There’s that old saying, “Whatever doesn’t kill you makes you stronger.” Is that how you feel about what’s going on today?
Of course. When you face turmoil like our industry is facing, it forces you to take a step back and re-evaluate everything that’s shaping and affecting your business. When times are good, it’s easy to collect the rents and get lazy. You always have to be a bit concerned to be the best.
Give me one specific example of how a bad situation turned your company or one of your properties in a more positive direction?
It was mayhem during the financial crisis between 2008 and 2010. The bottom had fallen out of the world. Nobody knew what to do. As enclosed mall owners with expiring and near-term debt who had operated in these markets for decades, we told them that if you want to get paid back, leave the properties with us and they did. Our centers had a lot of cash flow coming out of them and we used it to pay down debt and service the properties. We were able to go out and make deals during the crisis while a lot of others had to hold back. That allowed us to turn the 2010 to 12 recovery into a period of investment. We did massive renovations to update all of our properties.
Clearly, changing consumer desires have played havoc with the ratios of shops to experiences in malls. How has your leasing organization adapted to seeking out these new-age tenants?

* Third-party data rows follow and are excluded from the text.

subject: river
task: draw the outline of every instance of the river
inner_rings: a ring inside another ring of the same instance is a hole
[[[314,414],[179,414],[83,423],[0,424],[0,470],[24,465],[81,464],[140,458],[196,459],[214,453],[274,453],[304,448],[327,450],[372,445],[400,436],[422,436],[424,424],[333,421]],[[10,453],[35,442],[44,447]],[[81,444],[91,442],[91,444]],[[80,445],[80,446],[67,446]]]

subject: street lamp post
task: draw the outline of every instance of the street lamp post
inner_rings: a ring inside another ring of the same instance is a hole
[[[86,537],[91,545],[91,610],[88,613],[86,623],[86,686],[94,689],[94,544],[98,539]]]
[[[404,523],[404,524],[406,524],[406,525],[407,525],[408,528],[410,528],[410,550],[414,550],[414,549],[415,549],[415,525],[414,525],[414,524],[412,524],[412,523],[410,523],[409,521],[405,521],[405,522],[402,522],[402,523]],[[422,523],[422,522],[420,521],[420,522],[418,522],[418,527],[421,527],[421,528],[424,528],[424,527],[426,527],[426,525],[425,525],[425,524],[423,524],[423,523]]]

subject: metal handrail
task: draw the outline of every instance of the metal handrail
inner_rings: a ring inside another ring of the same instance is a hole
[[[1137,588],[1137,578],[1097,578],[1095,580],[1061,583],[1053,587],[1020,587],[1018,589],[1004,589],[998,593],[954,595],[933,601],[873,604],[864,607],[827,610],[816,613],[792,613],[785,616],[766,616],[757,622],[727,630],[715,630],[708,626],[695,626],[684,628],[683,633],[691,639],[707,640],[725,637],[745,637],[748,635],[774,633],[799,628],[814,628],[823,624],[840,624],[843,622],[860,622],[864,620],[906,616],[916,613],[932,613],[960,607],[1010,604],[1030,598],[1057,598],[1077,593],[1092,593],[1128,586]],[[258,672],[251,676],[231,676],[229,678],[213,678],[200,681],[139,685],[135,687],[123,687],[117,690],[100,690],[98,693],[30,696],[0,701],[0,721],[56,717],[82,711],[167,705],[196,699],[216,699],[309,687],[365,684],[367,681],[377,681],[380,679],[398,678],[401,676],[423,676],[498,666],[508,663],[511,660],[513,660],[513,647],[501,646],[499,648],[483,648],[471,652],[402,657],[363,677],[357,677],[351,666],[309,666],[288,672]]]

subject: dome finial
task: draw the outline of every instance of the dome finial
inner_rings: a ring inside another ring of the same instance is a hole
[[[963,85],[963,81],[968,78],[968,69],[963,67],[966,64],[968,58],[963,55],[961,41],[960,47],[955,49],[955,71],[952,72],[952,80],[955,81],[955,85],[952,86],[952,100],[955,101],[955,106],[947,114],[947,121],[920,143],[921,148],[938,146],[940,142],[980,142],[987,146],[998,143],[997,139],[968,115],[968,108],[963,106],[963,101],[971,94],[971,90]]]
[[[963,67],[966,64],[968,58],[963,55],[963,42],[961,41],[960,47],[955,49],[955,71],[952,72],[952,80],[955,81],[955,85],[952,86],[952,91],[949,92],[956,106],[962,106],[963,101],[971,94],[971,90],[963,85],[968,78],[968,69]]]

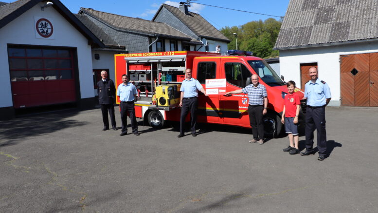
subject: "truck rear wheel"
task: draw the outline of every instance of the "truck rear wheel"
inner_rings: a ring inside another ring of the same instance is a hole
[[[282,123],[277,114],[268,112],[263,117],[263,123],[265,137],[277,138],[282,134]]]
[[[150,112],[147,119],[148,124],[152,128],[161,129],[164,126],[164,117],[158,110]]]

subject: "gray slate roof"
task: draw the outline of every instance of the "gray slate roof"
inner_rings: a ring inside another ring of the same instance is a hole
[[[377,0],[290,0],[274,48],[378,38]]]
[[[183,40],[194,39],[192,37],[164,23],[120,16],[92,9],[81,8],[79,13],[82,12],[84,12],[97,19],[105,22],[110,26],[120,30]]]
[[[153,20],[156,15],[159,13],[162,7],[165,7],[198,37],[224,40],[228,42],[231,41],[227,37],[226,37],[200,15],[189,12],[190,16],[187,16],[178,8],[168,4],[162,4],[162,5],[155,17],[152,19]]]
[[[113,40],[110,37],[104,32],[100,28],[98,27],[92,21],[90,20],[86,16],[80,14],[74,14],[74,15],[107,47],[118,47],[121,49],[125,49],[125,46],[120,46],[118,43]]]

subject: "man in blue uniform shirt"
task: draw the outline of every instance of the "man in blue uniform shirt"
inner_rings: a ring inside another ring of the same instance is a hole
[[[193,136],[197,136],[196,133],[196,125],[197,122],[197,107],[198,107],[198,90],[199,90],[208,96],[198,80],[192,77],[192,70],[187,69],[185,71],[186,78],[182,81],[180,88],[181,96],[180,97],[180,104],[181,108],[181,116],[180,116],[180,134],[177,136],[181,137],[184,136],[185,130],[184,123],[185,118],[190,111],[191,122],[190,130]]]
[[[122,76],[122,82],[117,89],[117,96],[120,97],[120,108],[121,109],[121,119],[122,121],[122,132],[120,136],[127,134],[127,113],[128,112],[131,121],[131,129],[134,135],[139,136],[137,118],[135,117],[135,109],[134,108],[134,100],[136,98],[137,88],[135,86],[128,82],[128,77],[126,75]]]
[[[306,109],[306,151],[303,156],[314,154],[314,131],[316,129],[317,145],[319,160],[323,160],[327,150],[325,132],[325,106],[331,100],[331,92],[328,84],[318,78],[318,69],[310,68],[311,80],[305,85],[305,97],[307,98]]]
[[[97,94],[98,103],[101,106],[102,120],[104,122],[104,129],[102,130],[105,131],[109,129],[108,111],[110,116],[113,130],[117,130],[114,116],[114,95],[115,95],[114,83],[111,79],[108,78],[108,73],[105,70],[101,71],[101,79],[97,82]]]

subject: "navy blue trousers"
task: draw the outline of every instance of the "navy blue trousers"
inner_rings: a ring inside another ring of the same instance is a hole
[[[317,146],[320,155],[325,155],[327,151],[325,132],[325,107],[306,109],[306,150],[313,152],[314,131],[316,129]]]

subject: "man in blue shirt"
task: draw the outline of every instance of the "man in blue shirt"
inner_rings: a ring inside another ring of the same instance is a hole
[[[243,89],[228,92],[225,95],[242,93],[248,94],[248,115],[253,135],[253,139],[250,140],[250,143],[258,141],[259,144],[264,144],[263,116],[268,112],[268,93],[265,86],[259,82],[258,76],[252,75],[251,79],[252,84],[247,85]]]
[[[206,91],[203,89],[198,80],[192,77],[192,70],[187,69],[185,71],[186,79],[182,81],[180,88],[181,96],[180,97],[180,106],[181,107],[181,116],[180,116],[180,134],[177,136],[181,137],[184,136],[185,130],[184,123],[185,118],[188,113],[190,111],[191,123],[190,130],[192,136],[197,136],[196,133],[196,125],[197,122],[197,107],[198,107],[198,90],[199,90],[208,96]]]
[[[122,76],[122,82],[117,89],[117,96],[120,97],[120,108],[121,109],[121,119],[122,121],[122,132],[120,136],[127,134],[127,113],[131,121],[131,129],[134,135],[139,136],[137,119],[135,117],[135,109],[134,108],[134,101],[136,99],[137,88],[135,86],[128,82],[128,77],[126,75]]]
[[[331,92],[326,83],[318,78],[318,69],[310,68],[311,80],[305,85],[305,97],[307,98],[306,109],[306,151],[303,156],[314,155],[314,131],[316,129],[319,160],[324,160],[327,151],[325,132],[325,106],[331,100]]]

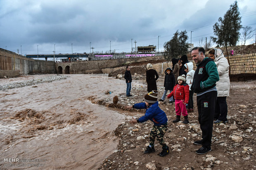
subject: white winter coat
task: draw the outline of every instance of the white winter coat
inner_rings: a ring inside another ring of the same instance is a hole
[[[215,49],[214,62],[217,65],[220,80],[216,82],[218,97],[229,96],[230,83],[228,75],[229,65],[228,60],[224,57],[222,51],[219,49]]]
[[[194,70],[193,69],[194,65],[193,62],[189,62],[185,63],[184,66],[188,70],[188,72],[187,73],[187,76],[186,76],[186,83],[190,86],[190,90],[191,90],[190,87],[193,83],[193,78],[194,74]]]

It’s always been our philosophy that—no matter how hard, no matter how expensive—you always pick the best location. You put your properties at the meeting of the two biggest highways. Always easiest to get to our assets. Next comes the size of the center and the complexion of the tenant base. We always sought out diverse tenant—new and creative tenants with the highest traffic potential. We were very early at making entertainment and food and beverage tenants bigger parts of our mix, been doing it since the 80s. We got to know the players, but we also learned how to put them in. New adopters are taking the easy way and putting these new tenants in out-lots. We want them all in a cluster in our centers.
You have hotels on two of your properties. What are some of the dynamics of the interplay between hospitality and retail?
We think it’s a natural solution. They’re international tourism draws. Having hospitality on our properties allows us to market them under one umbrella. Eighty-three percent of our Embassy Suites guests at DestinyUSA visit Destiny USA. Seventy-two percent of guests at the two hotels we have at Crossgates go to the mall. We have stay-and-save coupons and promos for guests worth hundreds of dollars. Our opportunities are limited by wallets and arms—how much they can afford and how much can carry. We have a Shop and Drop service that lets them buy as much as they want, drop off their packages with us, and head to a restaurant or entertainment venue. We deliver their packages to their rooms.
Who are the retailers that will emerge stronger from the so-called retail apocalypse?
The biggest impact the internet has had on bricks and mortar is how it has educated the shopper on selection, price, and delivery. Today’s consumers are is incredibly educated. They now have great price and option savvy. The can order 10 pairs of shoes online and return eight of them. So the retailers we see streaming into brick and mortar are successful online sellers like Indochino, Warby Parker, and Lovesac.